There is resurgence of Malaria in Tiaty, Baringo county. This comes barely two months after more than 30 people died of the disease in Marsabit and Baringo counties. Majority of them were children.
Tiaty subcounty health service cordinator Mr Joseph Nokopir said though medics are treating patients, majority are re-infected. He attributed this to the lack of mosquito nets in containing the disease.
Nokopir who is also an employee at Chemolingot Sub county hospital said at least 20 malaria patients are treated daily.

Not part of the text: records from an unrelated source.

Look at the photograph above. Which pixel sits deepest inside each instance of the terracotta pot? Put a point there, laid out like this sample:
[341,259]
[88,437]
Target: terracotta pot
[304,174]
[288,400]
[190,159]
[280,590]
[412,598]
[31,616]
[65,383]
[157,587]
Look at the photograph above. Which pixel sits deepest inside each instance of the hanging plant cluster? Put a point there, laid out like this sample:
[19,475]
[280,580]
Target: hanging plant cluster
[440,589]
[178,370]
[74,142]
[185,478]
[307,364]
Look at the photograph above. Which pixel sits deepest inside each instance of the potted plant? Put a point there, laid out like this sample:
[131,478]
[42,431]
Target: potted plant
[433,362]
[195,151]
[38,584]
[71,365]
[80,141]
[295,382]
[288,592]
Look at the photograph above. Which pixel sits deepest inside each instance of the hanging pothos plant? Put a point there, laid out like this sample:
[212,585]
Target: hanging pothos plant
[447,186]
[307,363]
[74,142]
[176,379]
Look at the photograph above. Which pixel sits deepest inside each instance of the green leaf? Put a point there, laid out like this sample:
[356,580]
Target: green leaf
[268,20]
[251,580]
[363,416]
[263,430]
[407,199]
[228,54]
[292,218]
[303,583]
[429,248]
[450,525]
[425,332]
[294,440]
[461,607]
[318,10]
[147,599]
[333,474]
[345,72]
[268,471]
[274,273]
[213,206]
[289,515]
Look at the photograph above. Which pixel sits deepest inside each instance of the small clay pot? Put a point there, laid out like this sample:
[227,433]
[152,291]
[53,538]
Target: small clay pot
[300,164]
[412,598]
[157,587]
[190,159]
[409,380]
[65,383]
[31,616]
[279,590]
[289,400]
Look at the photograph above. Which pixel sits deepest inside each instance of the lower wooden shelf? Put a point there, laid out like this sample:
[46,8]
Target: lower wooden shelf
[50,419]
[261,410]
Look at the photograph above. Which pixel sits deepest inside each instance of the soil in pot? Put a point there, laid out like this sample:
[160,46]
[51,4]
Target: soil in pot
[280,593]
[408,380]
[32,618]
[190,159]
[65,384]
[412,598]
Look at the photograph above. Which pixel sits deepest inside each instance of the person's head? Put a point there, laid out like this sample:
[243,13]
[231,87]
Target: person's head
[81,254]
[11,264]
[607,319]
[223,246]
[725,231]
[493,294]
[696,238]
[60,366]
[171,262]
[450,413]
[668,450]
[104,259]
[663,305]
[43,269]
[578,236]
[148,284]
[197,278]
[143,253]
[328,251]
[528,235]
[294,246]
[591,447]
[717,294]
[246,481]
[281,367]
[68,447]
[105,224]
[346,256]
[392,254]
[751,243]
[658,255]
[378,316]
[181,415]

He fears that the number might increase if no  better preventive mechanisms are put in place.
In October, the national government promised to distribute 106,000 mosquito nets to residents in the affected areas.

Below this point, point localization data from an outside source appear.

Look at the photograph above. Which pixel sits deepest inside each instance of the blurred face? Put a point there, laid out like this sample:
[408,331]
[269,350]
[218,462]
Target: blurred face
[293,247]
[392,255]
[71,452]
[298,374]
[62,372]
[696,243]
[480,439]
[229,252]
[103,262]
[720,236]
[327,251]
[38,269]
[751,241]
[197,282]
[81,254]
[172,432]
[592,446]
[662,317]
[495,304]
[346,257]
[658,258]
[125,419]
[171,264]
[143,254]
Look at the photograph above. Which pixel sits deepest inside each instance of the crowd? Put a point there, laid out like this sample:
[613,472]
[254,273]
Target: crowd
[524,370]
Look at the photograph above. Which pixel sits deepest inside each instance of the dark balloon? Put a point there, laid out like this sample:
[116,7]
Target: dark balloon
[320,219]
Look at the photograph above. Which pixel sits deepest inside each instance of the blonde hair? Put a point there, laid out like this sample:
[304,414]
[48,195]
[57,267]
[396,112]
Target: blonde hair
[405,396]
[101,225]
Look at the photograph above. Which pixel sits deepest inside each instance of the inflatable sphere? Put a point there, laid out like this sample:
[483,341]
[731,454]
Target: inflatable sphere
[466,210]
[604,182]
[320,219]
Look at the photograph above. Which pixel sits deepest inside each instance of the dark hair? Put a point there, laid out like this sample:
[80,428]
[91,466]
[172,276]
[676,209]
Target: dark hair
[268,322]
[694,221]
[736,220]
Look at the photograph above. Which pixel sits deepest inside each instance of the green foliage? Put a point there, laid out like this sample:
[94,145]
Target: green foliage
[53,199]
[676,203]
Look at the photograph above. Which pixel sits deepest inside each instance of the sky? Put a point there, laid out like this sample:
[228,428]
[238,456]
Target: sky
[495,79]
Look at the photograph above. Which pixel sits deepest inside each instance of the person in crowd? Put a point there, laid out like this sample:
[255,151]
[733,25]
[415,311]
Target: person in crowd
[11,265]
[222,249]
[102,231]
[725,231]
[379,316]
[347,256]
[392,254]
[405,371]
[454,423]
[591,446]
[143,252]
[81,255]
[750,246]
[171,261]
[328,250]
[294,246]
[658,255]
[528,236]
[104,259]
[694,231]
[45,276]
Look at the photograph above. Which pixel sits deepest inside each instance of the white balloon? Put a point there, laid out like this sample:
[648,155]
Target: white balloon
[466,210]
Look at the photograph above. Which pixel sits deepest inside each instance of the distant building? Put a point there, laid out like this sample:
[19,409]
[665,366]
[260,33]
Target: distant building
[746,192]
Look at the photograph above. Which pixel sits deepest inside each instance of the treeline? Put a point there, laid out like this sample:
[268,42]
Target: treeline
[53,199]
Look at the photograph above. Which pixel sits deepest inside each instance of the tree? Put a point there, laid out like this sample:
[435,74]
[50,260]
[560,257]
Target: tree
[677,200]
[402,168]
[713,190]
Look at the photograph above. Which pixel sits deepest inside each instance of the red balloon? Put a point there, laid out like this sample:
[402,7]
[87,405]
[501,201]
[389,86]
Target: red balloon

Health Principal Secretary Julius Korir said in October that supplying mosquito nets would prevent spread of the disease caused by anopheles mosquito.
The PS further promised to distribute 7,000 anti-malaria drugs to contain the disease.
A visit by Afyawatch in remote parts of the vast county revealed that mosquito nets are yet to be delievered.
According to a community health worker, Reuben Rotich, there is high breeding of mosquitoes in the area because of the current heavy rains.
Despite Tiaty being malaria prone, he said, both the county and national governments have failed to mitigate the looming disaster by simply supplying mosquito nets.
“It is fine for the government to supply us with anti-malarial drugs but it is my wish that we work on prevention measures,”  Rotich said.


Going by the events in Baringo, perhaps the answer is no. Yet, for all the lives that Malaria takes, it is a preventable and treatable disease. The government stipulated in the Kenya Malaria Indicator Survey 2015, that it was keen to;
To ensure that all malaria indicators are routinely monitored, reported, and evaluated in all counties by 2018.
Going by the events in Baringo county routine monitoring and reporting is yet to generate a  reasonable response.
Experts agree though that the country has made progress in the last ten years in the fight against Malaria. It is the sustainability of that fight that has been put to test on many counts.
There are about 28 million Kenyans living in Malaria prone regions. 3 out of 4 Kenyans are at risk of contracting Malaria.
How does the government then ensure that it works towards ensuring that prevention is sustained?